"When I ask my friends for their formative, positive male role models, the answers (real and fictional) were often men of quiet confidence and steadfast service, like St. Maximilian Kolbe or Atticus Finch of To Kill A Mockingbird.
G. K. Chesterton suggests that Christian manliness is well illustrated by the medieval Christians’ creative re-reading of the Trojan War, a reading that treats Hector as the protagonist. The great loser of Homer’s story becomes the model of chivalry—valiant in defense of hearth and home, gracious in victory, self-sacrificial in defeat. The “tamer of horses” serves as a classical forebear for the Christian chevalier or knight. As Hector used his strength not for earning renown but for protecting the innocent, so our valor is not for inflicting violence but for safeguarding and providing for those who depend on us. Fittingly, Hector’s name comes from the Greek word meaning “to have” or “to hold.”
This knightly example is an ideal to strive towards. Often, we fall short of it. But let us not confuse a stumbling search for chivalry with the different and dingier paradigm of manliness we see too many public figures pursuing.

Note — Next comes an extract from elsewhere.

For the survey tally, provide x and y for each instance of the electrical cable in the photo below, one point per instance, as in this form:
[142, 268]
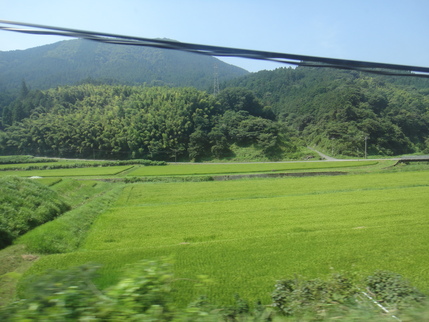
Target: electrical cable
[217, 51]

Donald Trump, for example, presents himself as a paragon of masculinity. But his idea of what a man should be is small and mean and dangerous. We saw again his true colors in the recently published video of him boasting about infidelity and about forcing himself on married women. We cannot honestly dismiss this talk as mere “boorishness,” or with a “Billionaire boys will be boys.” The entitlement to women’s bodies and the preening self-worship on display in the video are not aberrations—they have colored the whole of Trump’s campaign. Witness his knee-jerk attacks on any woman who annoys him. Conservatives must call wickedness by its name. When Trump tries to brush off his immorality as “locker room talk” he is not offering a valid excuse, but rather indicting his wicked model of male culture. If this characterization of locker rooms is correct, it’s time to burn down the locker rooms."